February 9 2011
by Thanasis Delistathis

Watch out for those “Groundhog Days”

Last week on February 2nd, Groundhog Day, Punxsutawney Phil came out of his hole on Gobbler’s Knob and failed to see his shaddow, heralding an early arrival of spring.  Phil is only 39% accurate however, so I wouldn’t hold my breath.  Of course we could all use some spring weather, but alas, more storms are predicted for the north east.

Whenever I hear of Groundhog Day, what comes to mind is the synonymous classic cult movie, circa 1993, in which Bill Murray’s character wakes up every morning to discover he is having the same day, over and over again, and it happens to be Groundhog Day.

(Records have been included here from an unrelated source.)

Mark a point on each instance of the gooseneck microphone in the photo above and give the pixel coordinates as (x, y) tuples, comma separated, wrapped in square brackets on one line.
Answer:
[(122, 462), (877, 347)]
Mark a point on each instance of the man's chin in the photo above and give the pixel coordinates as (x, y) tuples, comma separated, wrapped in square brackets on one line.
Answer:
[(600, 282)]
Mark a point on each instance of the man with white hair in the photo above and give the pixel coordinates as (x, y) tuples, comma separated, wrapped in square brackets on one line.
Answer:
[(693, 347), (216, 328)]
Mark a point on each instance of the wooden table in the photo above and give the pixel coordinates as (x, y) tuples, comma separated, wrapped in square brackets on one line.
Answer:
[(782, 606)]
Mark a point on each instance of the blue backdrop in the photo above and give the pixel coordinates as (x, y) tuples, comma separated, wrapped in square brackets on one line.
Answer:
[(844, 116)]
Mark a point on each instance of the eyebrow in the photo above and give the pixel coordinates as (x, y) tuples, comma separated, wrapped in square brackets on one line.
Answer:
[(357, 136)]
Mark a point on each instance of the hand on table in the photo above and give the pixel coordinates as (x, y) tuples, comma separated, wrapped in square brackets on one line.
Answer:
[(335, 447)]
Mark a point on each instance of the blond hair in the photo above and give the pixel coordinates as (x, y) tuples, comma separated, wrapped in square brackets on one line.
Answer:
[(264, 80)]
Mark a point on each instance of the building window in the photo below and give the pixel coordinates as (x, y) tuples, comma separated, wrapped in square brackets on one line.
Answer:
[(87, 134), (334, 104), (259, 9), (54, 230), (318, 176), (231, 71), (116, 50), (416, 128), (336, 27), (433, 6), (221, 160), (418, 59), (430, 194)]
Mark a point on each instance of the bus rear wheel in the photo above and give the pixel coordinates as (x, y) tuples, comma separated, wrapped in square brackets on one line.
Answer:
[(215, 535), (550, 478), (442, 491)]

For me, the movie is a perfect metaphor for all things stagnant, lacking change, morass, lacking innovation, lacking  personalization, and lacking service.  My favorite story is back from my consulting days.  For eight months, every week, we had to travel to the same city and stay in the same hotel.  Because we were always checking in on Monday nights, I would always get the same front desk person that would check me in.  Having stayed in the place several times I had a preference to a specific type of room.  Every week, for eight months, upon showing up I would always get asked what type of room I liked.  She knew who I was, but she would ask me every time, as if never having seen me before: “what type of room would you like?”.  I felt like Bill Murray.  “Groundhog Day!!!”

As technology investors, we look for corporate “Groundhog Days.”  That is we look for markets where sleepy dynosaur companies don’t innovate and don’t change; even in the face of evolving technology.  New ways to deliver information or to distribute goods have allowed us to take bets that improve the odds of a new startup going up against established, but set in their ways, old media incumbents.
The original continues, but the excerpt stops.